Income Investors: Intel's A Cash King And Perfect Dividend Stock

| About: Intel Corporation (INTC)

Intel Corporation (NASDAQ:INTC) designs manufactures, and markets microprocessors for desktops, notebooks and computer servers. It is number one in the world for the design, manufacture and sales of semiconductors and micro-processors for industrial, medical, and in-vehicle information and entertainment markets. For investors, its yield is no longer something to dismiss.

While growth of the personal computer market has slowed in Europe and the U.S. because of the advent of various tablet offerings, the growth of the personal computer market is still alive and well in the Asia- Pacific market.

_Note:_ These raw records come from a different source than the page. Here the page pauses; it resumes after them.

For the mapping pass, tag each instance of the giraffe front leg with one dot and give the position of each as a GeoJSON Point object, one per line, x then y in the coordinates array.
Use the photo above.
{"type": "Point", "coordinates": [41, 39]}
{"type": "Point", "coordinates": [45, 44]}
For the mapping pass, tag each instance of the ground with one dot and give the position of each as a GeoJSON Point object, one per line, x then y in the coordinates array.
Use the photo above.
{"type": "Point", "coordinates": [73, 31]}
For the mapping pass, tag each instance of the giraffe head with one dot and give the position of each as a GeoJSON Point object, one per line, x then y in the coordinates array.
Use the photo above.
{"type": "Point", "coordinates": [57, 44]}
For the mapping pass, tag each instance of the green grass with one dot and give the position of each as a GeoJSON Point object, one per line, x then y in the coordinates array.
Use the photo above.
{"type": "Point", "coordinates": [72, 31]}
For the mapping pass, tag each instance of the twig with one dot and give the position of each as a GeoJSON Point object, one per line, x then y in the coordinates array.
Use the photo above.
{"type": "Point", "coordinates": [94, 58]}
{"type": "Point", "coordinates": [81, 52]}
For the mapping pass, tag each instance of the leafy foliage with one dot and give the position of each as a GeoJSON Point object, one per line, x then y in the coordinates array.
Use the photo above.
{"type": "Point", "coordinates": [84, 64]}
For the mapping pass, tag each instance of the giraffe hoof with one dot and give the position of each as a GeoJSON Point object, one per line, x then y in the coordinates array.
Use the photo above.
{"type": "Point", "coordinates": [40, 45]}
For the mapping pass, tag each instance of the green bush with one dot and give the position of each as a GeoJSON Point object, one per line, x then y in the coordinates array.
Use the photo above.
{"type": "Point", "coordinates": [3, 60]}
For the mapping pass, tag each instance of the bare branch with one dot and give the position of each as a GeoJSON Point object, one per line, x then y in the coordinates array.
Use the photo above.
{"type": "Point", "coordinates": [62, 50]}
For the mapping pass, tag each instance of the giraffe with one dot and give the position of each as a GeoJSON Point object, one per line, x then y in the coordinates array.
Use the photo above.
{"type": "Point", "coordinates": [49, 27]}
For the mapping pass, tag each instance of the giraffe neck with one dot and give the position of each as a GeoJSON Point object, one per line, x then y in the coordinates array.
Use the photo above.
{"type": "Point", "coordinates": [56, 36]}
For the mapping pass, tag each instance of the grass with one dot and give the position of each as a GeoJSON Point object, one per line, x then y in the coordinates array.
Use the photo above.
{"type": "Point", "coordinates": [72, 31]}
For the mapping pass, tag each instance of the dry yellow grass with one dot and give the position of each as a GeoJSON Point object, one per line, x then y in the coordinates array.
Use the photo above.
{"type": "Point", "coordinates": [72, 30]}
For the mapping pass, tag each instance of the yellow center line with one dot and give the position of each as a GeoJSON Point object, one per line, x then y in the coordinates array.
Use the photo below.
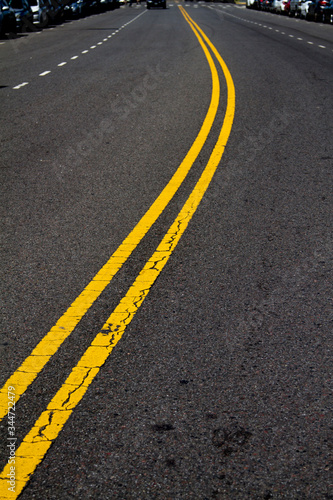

The Asia-Pacific region generates almost 60% of INTC’s revenue. Growth in the emerging markets should help drive strong revenue and earnings growth at Intel for years to come.

Intel recently revised revenue expectations downward by $1 billion citing flooding in Thailand. Intel isn't directly affected, however, Thailand has a large portion of the hard disk drive market. This bottleneck affects suppliers of other components, including INTC, which are seeing reduced demand for chips because net inventories of finished computer products will fall due to the hard drive shortage.

INTC shares are currently trading around $24 and the mean 12 month price target from analysts covering the stock is $26.66. Earnings per share of $2.31 for the 12 months preceding the fiscal year end place the shares on a trailing price to earnings ratio of 9.77 and a forward multiple of 9.77. The earnings figures place it lower among competitors such as Advanced Micro Devices (NYSE:AMD) at 3.94 and Texas Instruments Inc. (NYSE:TXN) at 12.48.

INTC’s price earnings ratio indicates that the stock price is not inflated to the extent that it impacts earnings. In addition, the stock price of Intel does not demonstrate the volatility of AMD (year low of $4.31, high of $9.58) or TXN (year high of $36.71 and low of $24.34) or ARMH which yearly trading range is $18 to $32.

ARM Holdings (NASDAQ:ARMH), is the dominant player in the provision of low power chips to smart-phones. The stock trades around $27.00, has a year high of $32.18. The year low is $18.17. ARMH has a five year annual dividend yield of 1.00%. The stock has earnings per share of $0.38 and a trailing twelve month price earnings ratio of 70.98.

Intel announced plans to enter into the low power chip business for the smart-phone market with a chip that will use 20% less power than the current low power chips available. Low power chips in the smart-phone market are a mainstay of consumer satisfaction. ARMH’s specialty has been the low power, long life chips in smart-phone use. Intel’s new upcoming Ivy Bridge chips should limit power consumption in a way that is disruptive to ARMH’s 95% market share of the smart-phone market. SuVolta, is a private California low power semi-conductor chip designer and manufacturer. Its new PowerShrink® chip platform and Deeply Depleted Channel® design could provide formidable competition to both Intel and ARMH, which may result in INTC acquiring SuVolta to have an immediate and reliable foray into the smart-phone market.

Intel’s major strength is its ability to produce high profits in its traditional processor and chip business to support its high dividend yield. Its available cash and access to quality personnel will enable it to dedicate enough human and hard capital to compete in the smart-market in a significant manner which may prove successful in the long term.

Intel has paid consistent dividends in the past 10 years increasing its average annual rate by 25%. The dividend has risen from $0.02 per share in 2001 to $0.21 per share in 2011. The dividends have all been paid in cash. AMD does not pay a dividend. TXN’s dividend history since 2001 has paid a consistent $0.02 - $0.08 per share increasing in the current 2011 dividend of $0.17. ARMH paid one special dividend ($0.064) in its history in September, 2011. Price earnings growth for the projected five year period of INTC is 0.94, TXN’s five year PEG is 2.20 and AMD’s five year PEG is 1.10. PEG is unavailable for ARMH.

Intel’s core business generates tremendous amounts of free cash flow that it uses to pass on to shareholders through share buybacks and dividend hikes.

In the latest quarter, Intel spent a $4.0 billion repurchasing 186 million shares of common stock. The company has over $14 billion authorized under its stock buyback program which should have a positive impact on earnings per share. In addition, it protects the dividend to the extent that a smaller float allows for more cash distributions.

INTC delivers solid earnings performance, low share price volatility and has consistently paid and grown its common share dividend for a period of 10 plus years. While its stock performance may be less exciting than its competitors, its measured approach to entering the smart-phone market, ability to deliver consistent and impressive profits from its core processing business and low key but noticeable presence in competitive markets make this a stock to invest in for its stable dividend yield.

Disclosure: I have no positions in any stocks mentioned, and no plans to initiate any positions within the next 72 hours.